An ambition written into our party’s existence, we are under no illusion about the scale of this challenge, or the role that those of us actively driving that cause have in setting out the vision and roadmap for how we get there.
Ultimately, it is the opportunity to create a new constitutional arrangement that improves lives that drives us – but the journey really matters. The tenor and tone of this conversation and how we conduct it, will ultimately determine the destination.
A good starting point is considering what a New Ireland should not be. It should not be about righting a historic wrong or settling an 800-year-old score. It is not about the green of the flag claiming victory over the orange.
Nor can it be about legitimisation of the horrors of our past. That approach is doomed to fail and must be stopped in its tracks. Nor is it about simply bolting the North onto the South. We cannot just wish ourselves into a united Ireland.
Our problems will not magically disappear by removing the Border.
If we are serious about change, we must radically rethink how we in the North present ourselves, how we want others to think about us, and how we approach this once-in-a-generation opportunity to peacefully build something new.
That vision demands a full understanding of where we are now. The idea that Northern Ireland is a place beyond redemption, incapable of running its own affairs without collapsing every few years, is hardly a compelling invitation to a southern electorate.
A failing Northern Ireland is not a strategy for a New Ireland. It is true that Stormont has a ceiling on its ability to deliver for the people who live here, but the biggest limitation is the political will of the Sinn Féin and DUP-led Executive.
Their failure to deliver has left us with an environmental catastrophe in Lough Neagh, a health service on the brink and a trail of broken promises from Casement Park to childcare costs to the delivery of a safe A5 road.
These challenges cannot be postponed in hope of some future promised land. The case for a New Ireland must be built on the positive change that we deliver here and now. Decisions and indecision have consequences.
Belfast is a vibrant European city; Derry’s resilience is unmatched; Fermanagh’s lakes and Antrim’s coast are assets any country would be proud of. The whole region is a hotbed of creativity. The challenge is not that Northern Ireland, and the people for whom it is home, lack potential, it is that we lack a system capable of realising it, and political leaders unwilling to support it.
Nor should we pretend that the Republic has not got its own challenges.
A New Ireland can be a catalyst for social and economic renewal across the island. An opportunity to build a society where everyone has a fair share of prosperity, universal public services alongside private wealth.
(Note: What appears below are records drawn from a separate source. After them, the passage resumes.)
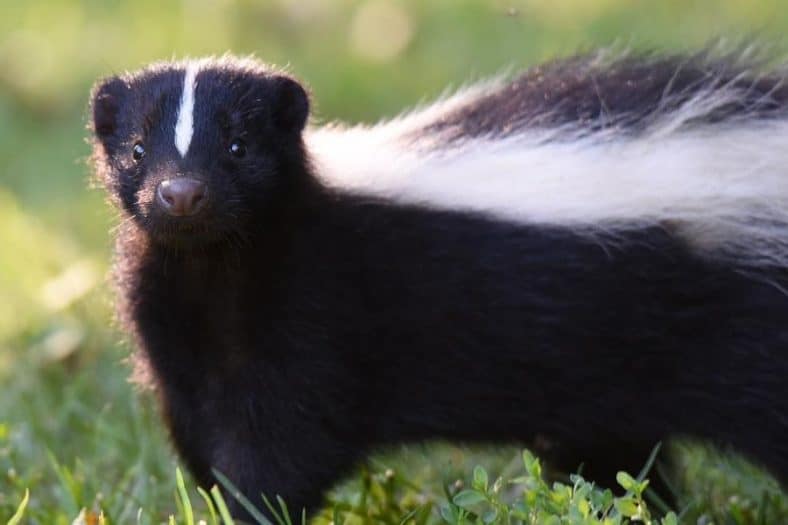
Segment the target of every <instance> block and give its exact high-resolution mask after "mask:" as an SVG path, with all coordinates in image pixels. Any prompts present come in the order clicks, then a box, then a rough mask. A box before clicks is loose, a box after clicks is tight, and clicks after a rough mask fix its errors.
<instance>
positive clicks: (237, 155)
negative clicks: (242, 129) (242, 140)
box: [228, 139, 246, 159]
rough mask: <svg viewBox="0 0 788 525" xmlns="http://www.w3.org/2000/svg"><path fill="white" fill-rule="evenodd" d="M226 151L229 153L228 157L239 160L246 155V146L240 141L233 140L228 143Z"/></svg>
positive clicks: (238, 140)
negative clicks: (228, 143) (228, 155)
mask: <svg viewBox="0 0 788 525" xmlns="http://www.w3.org/2000/svg"><path fill="white" fill-rule="evenodd" d="M228 150H229V151H230V155H232V156H233V157H236V158H238V159H240V158H241V157H243V156H244V155H246V144H245V143H244V141H242V140H241V139H235V140H233V141H232V142H231V143H230V147H229V148H228Z"/></svg>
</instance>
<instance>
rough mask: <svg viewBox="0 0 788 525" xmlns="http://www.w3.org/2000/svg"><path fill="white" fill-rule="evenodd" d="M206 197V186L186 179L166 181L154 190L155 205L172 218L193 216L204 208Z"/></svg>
mask: <svg viewBox="0 0 788 525" xmlns="http://www.w3.org/2000/svg"><path fill="white" fill-rule="evenodd" d="M207 197H208V186H207V185H206V184H205V183H204V182H202V181H199V180H197V179H192V178H188V177H177V178H174V179H167V180H165V181H162V182H161V183H160V184H159V186H158V187H157V188H156V204H158V205H159V206H160V207H161V209H163V210H164V211H165V212H167V214H168V215H172V216H173V217H186V216H190V215H195V214H196V213H198V212H199V211H200V210H201V209H202V208H203V207H205V204H206V202H207V200H208V198H207Z"/></svg>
Where cultural identities are diverse; where the Irish language is respected and not politicised; where it is inclusive and not essential, so that those with a grá for it can use it, but that those who do not are not perceived as any less Irish as a result.
Politics is changing in profound ways, we must recognise this. Old assumptions about stability, identity and belonging are shifting. People are questioning who governs them, how they are represented, and the future they want.
In that uncertainty lies both risk and opportunity for everyone with a stake in this land. If we are not prepared, if we are not leading the conversation with clarity and confidence, others will fill the void.
To do that, we need to start planning for constitutional change with the same seriousness that the Irish Government prepared for Brexit, with research, transparency and a focus on facts, opportunities and challenges.
That is why we have called for a Ministry for a New Ireland to begin the detailed, practical work of preparation, rather than simply throwing about dates for a Border poll.
So rather than asking when a referendum will happen, we need to first ask how and why we would make a New Ireland work. When the moment comes, the choice before people is not between chaos and comfort, but between stagnation and renewal.
When people go into that voting booth, we want them to do so with confidence and excitement about the future, not to escape a failing status quo or with fear of what it may mean for them and their families.
The election of a new president gives us a chance to reset the debate, to move from rhetoric to real work, from division to design. The SDLP will continue to play its part in shaping that future.